IVC’s ability to detect close-by Indels compared to the other methods is apparent in Table 1. Even at 50×, IVC’s recall rate of Indels was 4–5% higher than that of the other methods. To analyze IVC’s ability to detect these Indels more carefully, we separate them into two main groups, G50 and G100, based on the percentage of known close-by Indels within 30 bp that IVC was informed, 50 and 100%, respectively. Figure 2 shows the numbers of true positives and false negatives of Indels in each of the three groups, for all four methods (AT was eliminated from this experiment due to its too low recall). First, we see that the ratio between true positives and false negatives of UG, HC and ST are, respectively, similar in all groups. This makes sense because these tools are not informed of close-by Indels. Second, the more IVC is informed of close-by Indels, the more likely it is able to detect Indels correctly. In particular, when IVC is totally informed of close-by Indels (G100), the number of true positives and false negatives increased and decreased significantly, respectively, compared to the others. One notice in this experiment is that the numbers of Indels in those groups are non-uniformly distributed. This characteristic of the data caused by our strategy of randomly selecting known/unknown variants for both SNPs and Indels for whole evaluation, not for only this one.

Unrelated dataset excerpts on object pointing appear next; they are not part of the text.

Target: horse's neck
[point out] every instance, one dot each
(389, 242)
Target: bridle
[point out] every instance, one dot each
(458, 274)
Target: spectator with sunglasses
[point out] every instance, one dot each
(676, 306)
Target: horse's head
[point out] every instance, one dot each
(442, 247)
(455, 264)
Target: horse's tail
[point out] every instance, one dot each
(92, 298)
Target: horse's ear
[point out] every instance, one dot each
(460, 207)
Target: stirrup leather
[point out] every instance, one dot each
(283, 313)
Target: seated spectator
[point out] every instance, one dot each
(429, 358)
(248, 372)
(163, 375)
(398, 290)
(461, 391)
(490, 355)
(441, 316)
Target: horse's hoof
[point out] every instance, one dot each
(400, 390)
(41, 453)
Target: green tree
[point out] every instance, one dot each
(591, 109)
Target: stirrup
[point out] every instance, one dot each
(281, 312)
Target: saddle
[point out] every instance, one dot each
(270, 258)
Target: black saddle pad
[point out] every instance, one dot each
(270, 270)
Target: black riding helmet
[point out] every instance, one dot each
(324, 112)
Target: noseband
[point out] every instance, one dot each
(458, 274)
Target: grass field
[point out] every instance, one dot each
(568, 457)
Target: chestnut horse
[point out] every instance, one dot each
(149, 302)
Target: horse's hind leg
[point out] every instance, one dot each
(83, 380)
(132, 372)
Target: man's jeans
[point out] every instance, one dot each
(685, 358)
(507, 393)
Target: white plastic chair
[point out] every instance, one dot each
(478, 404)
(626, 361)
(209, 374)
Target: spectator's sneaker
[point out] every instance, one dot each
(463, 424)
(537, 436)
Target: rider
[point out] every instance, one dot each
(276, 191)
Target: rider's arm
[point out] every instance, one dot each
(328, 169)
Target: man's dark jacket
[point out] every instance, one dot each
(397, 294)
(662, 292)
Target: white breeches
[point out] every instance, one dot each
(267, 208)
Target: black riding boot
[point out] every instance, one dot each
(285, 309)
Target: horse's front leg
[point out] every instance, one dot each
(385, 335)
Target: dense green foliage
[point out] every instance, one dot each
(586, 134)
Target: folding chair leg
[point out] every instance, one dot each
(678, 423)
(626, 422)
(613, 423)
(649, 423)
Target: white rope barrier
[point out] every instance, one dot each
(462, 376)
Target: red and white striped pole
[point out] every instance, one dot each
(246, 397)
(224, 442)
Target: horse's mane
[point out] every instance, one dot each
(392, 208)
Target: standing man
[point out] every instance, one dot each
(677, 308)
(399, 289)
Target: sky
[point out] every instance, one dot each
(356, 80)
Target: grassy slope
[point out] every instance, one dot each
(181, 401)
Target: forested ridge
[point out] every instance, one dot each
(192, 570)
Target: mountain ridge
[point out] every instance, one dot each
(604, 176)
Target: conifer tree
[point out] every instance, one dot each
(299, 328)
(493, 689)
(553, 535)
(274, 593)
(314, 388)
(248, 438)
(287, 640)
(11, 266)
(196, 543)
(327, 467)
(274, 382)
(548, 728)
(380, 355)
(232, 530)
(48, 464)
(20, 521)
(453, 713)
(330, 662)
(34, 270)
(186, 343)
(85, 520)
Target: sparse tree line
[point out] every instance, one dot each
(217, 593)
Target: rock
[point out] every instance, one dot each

Nevertheless, this result could show the advantage of leveraging known information of close-by Indels.
3.3 Leveraging known variants to detect variants from Platinum Genomes data
In this section, we compared the ability of detecting variants between IVC and other methods on real data. To accomplish this, we used sequencing reads from human sample NA12878 provided by Illumina Platinum Genomes Project (dataset ERR194147, sequenced at 50×). We used variants from the 1KGP data (Phase 1) (1000 Genomes Project Consortium, 2012) as the known variant profile for IVC. Since this variant dataset does not include the NA12878 individual, the experiment is meant to show how IVC exploits known variants from population to detect variants for a new individual. We also used dbSNP (build 142) (Wheeler et al., 2007) as the known variant profile to investigate more about IVC’s ability of leveraging known information in calling variants. To evaluate accuracy of all methods, we used the Genome-In-A-Bottle variant call set [GIAB (Zook et al., 2014)]. GIAB, which integrated 14 datasets from five sequencing technologies, seven read mappers and three variant callers to help minimize bias toward any method, has been used as gold standard for benchmarking variant calls in many studies (Cornish and Guda, 2015; Li, 2015). In this experiment, GATK UnifiedGenotyper and Atlas2 were eliminated because of their inferior performance on simulated data.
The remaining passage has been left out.